Chancellor announces £100 million driverless car funding


Chancellor George Osborne has unveiled new funding plans for autonomous vehicles as part of this week's budget.
An extra £100 million will be invested in driverless car development to ensure Britain "stays ahead in the race to driverless technology," Mr Osborne announced.

The funding follows the unveiling of a £28 billion road strategy, announced in 2013, which will include spending on infrastructure for electric vehicles, as well as a number of major road construction projects.

The £100 million sum will not only be used in the development of autonomous vehicles, but also in the technology required to support them, such as telecoms networks.

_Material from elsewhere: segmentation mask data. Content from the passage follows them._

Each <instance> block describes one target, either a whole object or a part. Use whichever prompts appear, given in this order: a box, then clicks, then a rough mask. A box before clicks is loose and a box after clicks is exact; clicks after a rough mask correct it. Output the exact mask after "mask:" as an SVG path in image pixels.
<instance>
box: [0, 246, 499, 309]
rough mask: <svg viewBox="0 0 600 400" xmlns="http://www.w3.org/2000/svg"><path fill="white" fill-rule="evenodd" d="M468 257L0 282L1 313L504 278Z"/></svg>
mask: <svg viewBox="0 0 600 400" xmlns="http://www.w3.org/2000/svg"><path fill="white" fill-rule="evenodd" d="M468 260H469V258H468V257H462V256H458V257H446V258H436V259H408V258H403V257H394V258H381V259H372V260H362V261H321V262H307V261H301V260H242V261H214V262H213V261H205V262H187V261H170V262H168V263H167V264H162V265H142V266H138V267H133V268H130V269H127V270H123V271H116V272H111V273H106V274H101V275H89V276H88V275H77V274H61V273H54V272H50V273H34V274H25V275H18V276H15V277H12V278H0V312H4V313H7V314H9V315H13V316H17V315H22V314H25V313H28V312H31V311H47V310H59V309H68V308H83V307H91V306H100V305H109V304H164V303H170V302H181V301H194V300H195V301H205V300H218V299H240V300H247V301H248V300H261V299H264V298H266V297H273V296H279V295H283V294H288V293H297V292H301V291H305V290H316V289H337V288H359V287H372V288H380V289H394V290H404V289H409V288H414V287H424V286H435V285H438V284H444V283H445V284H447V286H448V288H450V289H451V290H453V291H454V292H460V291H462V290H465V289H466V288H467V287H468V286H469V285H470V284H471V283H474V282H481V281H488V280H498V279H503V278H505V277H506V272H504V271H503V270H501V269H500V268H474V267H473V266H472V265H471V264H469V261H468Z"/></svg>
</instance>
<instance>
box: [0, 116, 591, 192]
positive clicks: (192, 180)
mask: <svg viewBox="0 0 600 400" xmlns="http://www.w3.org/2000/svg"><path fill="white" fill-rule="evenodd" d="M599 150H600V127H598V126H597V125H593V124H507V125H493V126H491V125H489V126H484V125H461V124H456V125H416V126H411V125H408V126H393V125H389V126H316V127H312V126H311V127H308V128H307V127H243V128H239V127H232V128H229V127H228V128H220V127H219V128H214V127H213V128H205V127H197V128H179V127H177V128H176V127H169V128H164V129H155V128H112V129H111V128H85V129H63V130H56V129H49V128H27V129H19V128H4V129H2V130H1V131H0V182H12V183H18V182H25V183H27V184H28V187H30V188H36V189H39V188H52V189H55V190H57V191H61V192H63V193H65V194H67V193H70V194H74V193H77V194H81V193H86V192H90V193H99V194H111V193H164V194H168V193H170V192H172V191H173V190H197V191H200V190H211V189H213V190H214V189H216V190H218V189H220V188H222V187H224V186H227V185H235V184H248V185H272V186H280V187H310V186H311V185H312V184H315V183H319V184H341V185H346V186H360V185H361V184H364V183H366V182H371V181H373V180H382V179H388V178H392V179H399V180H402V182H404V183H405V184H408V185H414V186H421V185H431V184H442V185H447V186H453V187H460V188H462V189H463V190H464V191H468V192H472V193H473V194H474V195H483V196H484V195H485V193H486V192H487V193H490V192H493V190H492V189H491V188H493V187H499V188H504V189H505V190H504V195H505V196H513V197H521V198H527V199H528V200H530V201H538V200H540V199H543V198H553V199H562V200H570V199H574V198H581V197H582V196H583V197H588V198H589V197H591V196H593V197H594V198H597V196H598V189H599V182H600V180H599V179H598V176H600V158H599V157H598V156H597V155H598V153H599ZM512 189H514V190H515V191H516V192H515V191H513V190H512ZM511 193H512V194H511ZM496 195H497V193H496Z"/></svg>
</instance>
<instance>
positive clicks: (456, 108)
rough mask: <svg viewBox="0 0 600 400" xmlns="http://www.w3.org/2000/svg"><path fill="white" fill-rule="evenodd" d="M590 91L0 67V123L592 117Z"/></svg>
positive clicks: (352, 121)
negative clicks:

Opening his statement, which is to be his last before the May general election, the Chancellor said he was happy to "report on a Britain that is growing, creating jobs and paying its way".

Further automotive news from the budget included a revision of company car tax rates for low-emission vehicles, which will rise more slowly in 2019/20 than previously planned. All other company car tax rates will rise by three per cent.

Respite for motorists struggling with fuel bills came in the form of a freeze on fuel duty – the fifth in as many years. Claiming that the move would save the average motorist £10 at each fill-up, Mr Osborne said: "I want to make sure that the falling oil price is passed on at the pumps."

Elsewhere, the testing and licensing procedure for HGV drivers is to be revised, with a view to speeding up the process in the face of a nationwide shortage of qualified hauliers.